Walt Disney World may be the most magical place on earth, but for Wendy Miller, dean of health professions, math, science and engineering, Elgin Community College is the most rewarding place on earth. Her position as dean is the perfect [magical] blend of Miller’s love of science, medicine and teaching, and offers her exciting new challenges every day.

While this is a dream job for Miller who has been at ECC since 1992, it’s no fairy tale fantasy: being a dean involves making sure that faculty, administrators and staff have the support and resources they need to succeed. “I keep a notebook on my desk; it’s labeled ‘Everything You Need to Be a Dean’,” joked Miller. “This notebook will come in handy if anyone ever needs to know the real nitty gritty parts of ‘deaning’.”

But like a fairy god-mentor, Miller’s greatest accomplishment has been to help her program directors grow professionally, and to support students in their success. “On really good days I get to hear from students who have been positively impacted by the work we do in the division. It’s incredibly rewarding.”

When she isn’t “deaning,” you can find Miller working on a book she’s writing for clinical instructors that one day, you’ll be able to see on the shelf of an [enchanted] library. Or, you might find Miller and her family planning their next Disney adventure. As Disney fans, they hope to visit all of the international parks. So far, they have experienced the magic of Walt Disney World, Disneyland and Disneyland Paris.

Between travels abroad, Miller will continue to pursue her dreams and be an advocate for others to pursue theirs. After all, “All of our dreams come true if we have the courage to pursue them,” said Miller, nodding to the quote by Walt Disney himself.

We caught up with Miller to learn more about her life and her work at ECC. Here is what she had to say.

Tell us about your first ECC experience:
I was hired in August of 1992 and two weeks later classes started. The Clinical Lab Tech program was brand new and six students had been admitted.
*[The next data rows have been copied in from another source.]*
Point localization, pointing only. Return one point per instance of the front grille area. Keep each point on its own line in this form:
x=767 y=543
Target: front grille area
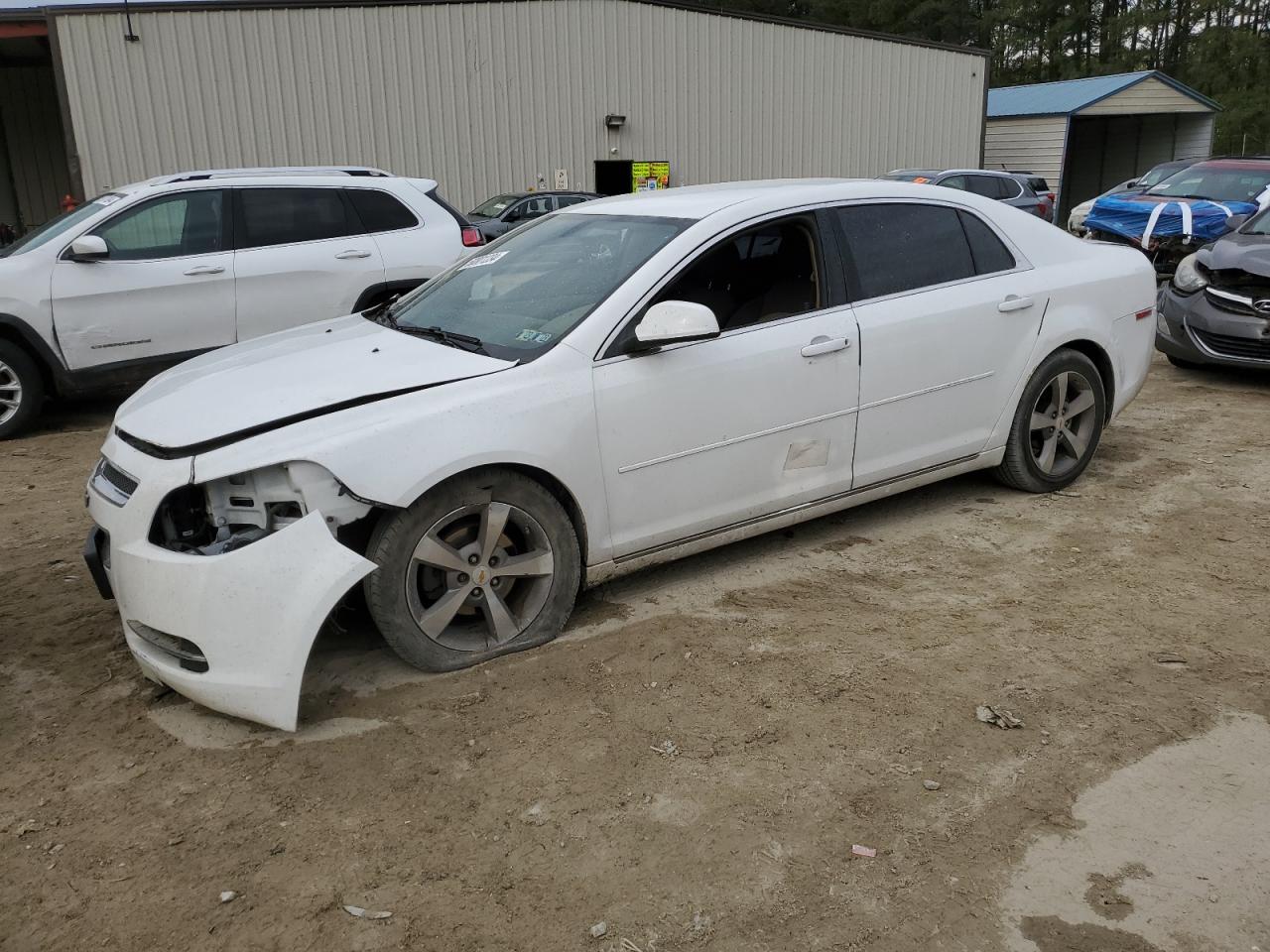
x=113 y=483
x=182 y=651
x=1237 y=348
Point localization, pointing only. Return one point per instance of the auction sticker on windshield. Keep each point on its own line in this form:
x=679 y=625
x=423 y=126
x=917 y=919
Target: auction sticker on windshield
x=481 y=261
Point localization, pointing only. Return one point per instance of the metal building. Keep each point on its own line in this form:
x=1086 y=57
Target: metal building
x=1084 y=136
x=488 y=96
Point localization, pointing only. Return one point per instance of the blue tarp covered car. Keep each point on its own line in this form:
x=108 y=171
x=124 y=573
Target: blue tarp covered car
x=1189 y=208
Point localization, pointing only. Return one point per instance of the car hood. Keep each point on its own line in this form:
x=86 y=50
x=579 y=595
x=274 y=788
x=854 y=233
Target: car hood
x=246 y=389
x=1248 y=253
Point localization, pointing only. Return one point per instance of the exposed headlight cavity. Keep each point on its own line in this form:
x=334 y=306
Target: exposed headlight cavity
x=1189 y=276
x=225 y=515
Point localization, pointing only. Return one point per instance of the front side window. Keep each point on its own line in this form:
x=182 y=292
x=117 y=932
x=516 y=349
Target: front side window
x=285 y=216
x=172 y=226
x=903 y=246
x=530 y=208
x=380 y=211
x=762 y=275
x=543 y=281
x=60 y=225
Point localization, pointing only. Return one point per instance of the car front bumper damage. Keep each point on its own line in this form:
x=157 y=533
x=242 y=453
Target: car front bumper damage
x=230 y=631
x=1192 y=327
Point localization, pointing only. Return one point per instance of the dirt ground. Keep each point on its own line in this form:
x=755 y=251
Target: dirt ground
x=808 y=683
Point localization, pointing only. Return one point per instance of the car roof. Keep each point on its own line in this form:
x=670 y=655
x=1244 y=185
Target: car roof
x=318 y=175
x=697 y=202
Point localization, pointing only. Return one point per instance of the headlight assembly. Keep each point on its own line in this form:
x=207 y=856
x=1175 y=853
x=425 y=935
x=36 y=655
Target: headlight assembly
x=232 y=512
x=1189 y=276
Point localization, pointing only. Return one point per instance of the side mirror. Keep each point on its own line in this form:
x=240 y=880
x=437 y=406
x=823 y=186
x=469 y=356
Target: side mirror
x=675 y=321
x=89 y=248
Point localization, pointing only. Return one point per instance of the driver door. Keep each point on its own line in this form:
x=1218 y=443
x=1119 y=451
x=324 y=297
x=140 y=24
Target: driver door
x=166 y=289
x=698 y=435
I didn’t have a lab or any equipment which makes teaching things like complete blood counts, throat cultures and antibody titers kind of tricky. My students were good sports and very patient while I hunted around for equipment donations from the local hospitals. Talk about starting from the ground up!

What would you do if you were ECC president for a day?
If I were president for a day, I would establish a set time during the week when no classes were held. This would allow us time to schedule committee meetings; we need more time where we can all get together to do innovative work.
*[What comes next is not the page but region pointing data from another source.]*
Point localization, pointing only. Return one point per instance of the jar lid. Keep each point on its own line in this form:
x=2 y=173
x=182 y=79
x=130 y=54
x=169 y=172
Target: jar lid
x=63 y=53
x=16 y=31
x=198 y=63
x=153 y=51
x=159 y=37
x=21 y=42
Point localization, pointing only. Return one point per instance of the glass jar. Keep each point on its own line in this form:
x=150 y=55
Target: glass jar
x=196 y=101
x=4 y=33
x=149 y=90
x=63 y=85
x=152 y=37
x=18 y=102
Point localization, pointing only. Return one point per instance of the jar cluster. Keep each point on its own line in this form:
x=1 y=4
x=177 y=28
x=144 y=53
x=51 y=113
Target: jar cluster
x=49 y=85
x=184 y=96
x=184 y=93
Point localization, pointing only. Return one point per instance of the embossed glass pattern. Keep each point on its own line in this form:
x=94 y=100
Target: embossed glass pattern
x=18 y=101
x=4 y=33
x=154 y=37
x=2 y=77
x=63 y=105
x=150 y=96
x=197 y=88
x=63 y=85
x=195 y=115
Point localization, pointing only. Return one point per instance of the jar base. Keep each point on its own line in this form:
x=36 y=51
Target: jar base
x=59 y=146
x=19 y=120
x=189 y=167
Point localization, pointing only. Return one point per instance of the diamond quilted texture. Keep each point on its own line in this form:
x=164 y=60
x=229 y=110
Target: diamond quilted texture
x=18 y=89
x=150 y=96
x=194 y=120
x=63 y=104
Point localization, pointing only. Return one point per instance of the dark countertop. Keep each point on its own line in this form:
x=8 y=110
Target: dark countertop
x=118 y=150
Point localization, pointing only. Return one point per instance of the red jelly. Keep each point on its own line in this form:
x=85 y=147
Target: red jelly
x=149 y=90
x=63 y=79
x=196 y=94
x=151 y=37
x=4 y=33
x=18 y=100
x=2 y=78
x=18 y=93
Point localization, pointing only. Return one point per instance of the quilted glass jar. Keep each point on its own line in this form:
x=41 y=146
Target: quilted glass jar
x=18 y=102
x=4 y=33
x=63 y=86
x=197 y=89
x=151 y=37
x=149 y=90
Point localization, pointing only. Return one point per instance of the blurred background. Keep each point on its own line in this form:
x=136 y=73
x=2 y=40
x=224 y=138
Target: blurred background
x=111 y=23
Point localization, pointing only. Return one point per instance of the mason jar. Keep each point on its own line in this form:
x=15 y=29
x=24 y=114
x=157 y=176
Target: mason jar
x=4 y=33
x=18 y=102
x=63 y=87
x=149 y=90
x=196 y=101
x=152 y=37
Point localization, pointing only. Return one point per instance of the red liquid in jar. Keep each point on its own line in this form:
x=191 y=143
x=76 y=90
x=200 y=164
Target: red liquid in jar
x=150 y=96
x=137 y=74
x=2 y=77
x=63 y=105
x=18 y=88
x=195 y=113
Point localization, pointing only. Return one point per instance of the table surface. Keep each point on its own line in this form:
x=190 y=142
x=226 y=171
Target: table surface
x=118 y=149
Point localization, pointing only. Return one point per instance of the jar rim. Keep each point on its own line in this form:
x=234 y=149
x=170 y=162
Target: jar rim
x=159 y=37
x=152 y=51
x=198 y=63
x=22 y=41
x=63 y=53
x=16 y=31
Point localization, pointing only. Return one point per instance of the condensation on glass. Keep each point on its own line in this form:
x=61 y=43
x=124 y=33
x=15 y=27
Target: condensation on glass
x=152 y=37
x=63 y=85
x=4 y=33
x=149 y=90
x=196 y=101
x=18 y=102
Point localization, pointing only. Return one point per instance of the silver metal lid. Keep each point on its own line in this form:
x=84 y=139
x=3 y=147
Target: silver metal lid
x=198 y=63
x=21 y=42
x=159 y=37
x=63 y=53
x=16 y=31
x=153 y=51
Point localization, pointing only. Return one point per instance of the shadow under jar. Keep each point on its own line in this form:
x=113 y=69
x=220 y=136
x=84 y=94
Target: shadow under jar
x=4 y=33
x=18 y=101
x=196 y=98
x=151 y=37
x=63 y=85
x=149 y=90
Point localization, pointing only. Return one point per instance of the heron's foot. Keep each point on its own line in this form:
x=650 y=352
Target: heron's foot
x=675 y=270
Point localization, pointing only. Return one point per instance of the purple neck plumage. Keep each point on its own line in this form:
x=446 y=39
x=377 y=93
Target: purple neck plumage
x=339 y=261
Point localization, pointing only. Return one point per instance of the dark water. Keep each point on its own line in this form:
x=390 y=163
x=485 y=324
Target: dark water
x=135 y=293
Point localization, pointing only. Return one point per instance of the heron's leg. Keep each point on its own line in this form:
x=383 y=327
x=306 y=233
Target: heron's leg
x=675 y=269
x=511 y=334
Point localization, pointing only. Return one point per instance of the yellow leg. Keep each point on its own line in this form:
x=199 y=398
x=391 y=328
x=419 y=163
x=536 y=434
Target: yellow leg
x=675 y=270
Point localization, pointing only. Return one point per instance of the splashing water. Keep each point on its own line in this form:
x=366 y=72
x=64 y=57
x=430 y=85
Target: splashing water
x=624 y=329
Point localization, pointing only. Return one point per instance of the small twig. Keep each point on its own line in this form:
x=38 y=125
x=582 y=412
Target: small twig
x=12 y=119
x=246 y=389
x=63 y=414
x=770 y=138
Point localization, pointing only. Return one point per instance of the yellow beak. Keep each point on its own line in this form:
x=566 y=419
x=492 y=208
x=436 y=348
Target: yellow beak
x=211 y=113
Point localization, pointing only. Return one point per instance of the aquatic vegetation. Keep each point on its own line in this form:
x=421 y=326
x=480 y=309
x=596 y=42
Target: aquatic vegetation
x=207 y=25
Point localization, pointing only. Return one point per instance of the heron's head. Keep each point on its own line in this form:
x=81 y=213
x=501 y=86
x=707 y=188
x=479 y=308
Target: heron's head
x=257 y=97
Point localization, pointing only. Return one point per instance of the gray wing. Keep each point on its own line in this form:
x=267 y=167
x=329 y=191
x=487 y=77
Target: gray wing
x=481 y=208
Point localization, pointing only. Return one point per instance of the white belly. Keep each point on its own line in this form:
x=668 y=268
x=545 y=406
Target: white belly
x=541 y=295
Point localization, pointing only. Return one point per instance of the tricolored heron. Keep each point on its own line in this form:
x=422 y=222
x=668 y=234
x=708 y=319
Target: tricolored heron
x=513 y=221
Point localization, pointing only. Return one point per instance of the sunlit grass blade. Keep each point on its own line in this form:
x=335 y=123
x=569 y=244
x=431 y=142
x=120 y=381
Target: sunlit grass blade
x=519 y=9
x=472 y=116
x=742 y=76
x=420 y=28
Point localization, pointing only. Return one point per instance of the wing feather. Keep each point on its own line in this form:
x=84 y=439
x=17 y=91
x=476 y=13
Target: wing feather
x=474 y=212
What’s on your “bucket list?”
I’ve been writing a book for clinical instructors, which will hopefully be published one day. I also hope that my daughter who is studying to be an architect will design my next house and my daughter who is studying modern dance will audition for a dance company that performs around the world. That way, my husband and I could travel to see her shows.

What do you enjoy doing outside of work?
Does shoe shopping count? I’ve never met a shoe store I didn’t like. (Editor’s note: if the [glass] slipper fits, we recommend buying it.)
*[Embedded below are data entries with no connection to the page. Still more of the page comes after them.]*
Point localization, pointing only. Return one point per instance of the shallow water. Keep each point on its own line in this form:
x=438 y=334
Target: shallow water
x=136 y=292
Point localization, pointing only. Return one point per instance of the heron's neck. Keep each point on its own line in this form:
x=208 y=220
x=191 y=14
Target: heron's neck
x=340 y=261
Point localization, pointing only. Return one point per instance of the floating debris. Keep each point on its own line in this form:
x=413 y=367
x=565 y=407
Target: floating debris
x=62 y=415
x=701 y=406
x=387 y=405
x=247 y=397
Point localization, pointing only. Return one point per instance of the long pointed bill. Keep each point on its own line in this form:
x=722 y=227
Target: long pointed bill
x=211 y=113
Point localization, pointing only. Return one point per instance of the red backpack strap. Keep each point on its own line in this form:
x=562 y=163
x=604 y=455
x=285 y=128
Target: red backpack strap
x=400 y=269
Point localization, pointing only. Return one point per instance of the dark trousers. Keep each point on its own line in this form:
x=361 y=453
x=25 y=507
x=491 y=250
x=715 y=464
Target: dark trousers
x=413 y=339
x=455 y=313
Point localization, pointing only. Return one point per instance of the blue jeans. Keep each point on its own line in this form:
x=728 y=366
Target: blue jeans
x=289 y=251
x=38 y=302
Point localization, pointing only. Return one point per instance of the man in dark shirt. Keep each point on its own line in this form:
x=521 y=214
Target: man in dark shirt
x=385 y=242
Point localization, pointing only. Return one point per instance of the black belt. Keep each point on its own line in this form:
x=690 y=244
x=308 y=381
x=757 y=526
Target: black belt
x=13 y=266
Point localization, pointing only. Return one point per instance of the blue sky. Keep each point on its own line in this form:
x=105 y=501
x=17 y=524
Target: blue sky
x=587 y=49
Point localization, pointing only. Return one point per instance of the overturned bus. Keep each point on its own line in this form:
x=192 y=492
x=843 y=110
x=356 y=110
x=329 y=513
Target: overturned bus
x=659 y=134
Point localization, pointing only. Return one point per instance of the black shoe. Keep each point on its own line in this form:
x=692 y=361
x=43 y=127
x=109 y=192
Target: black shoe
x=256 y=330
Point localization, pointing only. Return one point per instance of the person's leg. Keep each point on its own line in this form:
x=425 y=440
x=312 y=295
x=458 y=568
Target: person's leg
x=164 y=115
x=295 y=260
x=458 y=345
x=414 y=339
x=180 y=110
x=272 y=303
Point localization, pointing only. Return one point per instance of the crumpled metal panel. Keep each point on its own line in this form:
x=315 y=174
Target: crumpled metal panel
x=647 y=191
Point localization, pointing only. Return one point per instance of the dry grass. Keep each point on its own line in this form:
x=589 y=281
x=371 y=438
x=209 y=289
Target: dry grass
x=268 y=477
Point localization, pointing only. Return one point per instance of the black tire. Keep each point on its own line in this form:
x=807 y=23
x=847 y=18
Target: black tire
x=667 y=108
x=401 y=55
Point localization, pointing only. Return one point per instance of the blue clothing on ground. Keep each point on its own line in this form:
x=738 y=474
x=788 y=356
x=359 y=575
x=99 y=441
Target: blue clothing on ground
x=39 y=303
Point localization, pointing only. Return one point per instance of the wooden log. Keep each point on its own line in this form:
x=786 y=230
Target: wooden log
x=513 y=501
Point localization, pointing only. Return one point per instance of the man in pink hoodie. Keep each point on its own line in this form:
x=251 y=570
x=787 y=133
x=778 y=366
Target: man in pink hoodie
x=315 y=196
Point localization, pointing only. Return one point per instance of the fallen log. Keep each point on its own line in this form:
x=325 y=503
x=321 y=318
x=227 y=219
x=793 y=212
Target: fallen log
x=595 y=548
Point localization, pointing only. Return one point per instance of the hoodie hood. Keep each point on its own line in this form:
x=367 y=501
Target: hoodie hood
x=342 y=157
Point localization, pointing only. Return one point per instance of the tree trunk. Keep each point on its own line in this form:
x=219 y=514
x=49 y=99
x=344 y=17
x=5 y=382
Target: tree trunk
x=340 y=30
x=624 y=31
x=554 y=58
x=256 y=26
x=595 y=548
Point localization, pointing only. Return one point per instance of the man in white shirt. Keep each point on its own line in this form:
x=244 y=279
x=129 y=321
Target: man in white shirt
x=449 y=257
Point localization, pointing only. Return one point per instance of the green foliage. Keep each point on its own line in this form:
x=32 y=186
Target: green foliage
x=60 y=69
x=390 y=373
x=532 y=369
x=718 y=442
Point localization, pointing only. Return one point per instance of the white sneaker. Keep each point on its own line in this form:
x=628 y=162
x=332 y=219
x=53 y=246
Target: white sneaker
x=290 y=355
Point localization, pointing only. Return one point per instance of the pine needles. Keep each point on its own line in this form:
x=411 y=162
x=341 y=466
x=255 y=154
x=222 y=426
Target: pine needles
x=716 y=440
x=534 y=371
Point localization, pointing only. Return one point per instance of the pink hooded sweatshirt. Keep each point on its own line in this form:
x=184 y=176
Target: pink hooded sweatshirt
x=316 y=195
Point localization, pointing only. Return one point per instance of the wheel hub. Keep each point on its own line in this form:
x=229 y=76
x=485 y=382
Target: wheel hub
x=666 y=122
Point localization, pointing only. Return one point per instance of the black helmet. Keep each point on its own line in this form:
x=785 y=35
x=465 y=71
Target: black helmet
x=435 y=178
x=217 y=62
What’s one fact we should know about you?
While I was working on my master’s thesis at University of Illinois at Chicago (UIC), I learned how to do some basic artificial intelligence programming. I worked on a project to diagnose autoimmune diseases. This area of medicine is still developing, so I feel good knowing that my research had value.

What was your favorite class in school?
My favorite class was medical immunology at UIC. The professor walked in with nothing but a marker and started his lecture by drawing diagrams on an overhead projector. I thought he was so cool because he didn’t use notes.

What was your first job out of school?
My bachelor’s degree is in medical technology. During my senior year in college, I interned at Lutheran General Hospital in Park Ridge, IL, and was hired to work in the immunovirology lab there as soon as I graduated. I performed diagnostic antibody testing and served as the clinical instructor in the department. I loved that job...four 10-hour-days per week. It reminds me of summer hours here at ECC!

Complete this sentence: “I enjoy working at ECC because…”
I’m surrounded by people who inspire me to strive for excellence and who make me laugh when things get tough. ECC has allowed me to blend my love of science, medicine and teaching into one career that provides new challenges every day.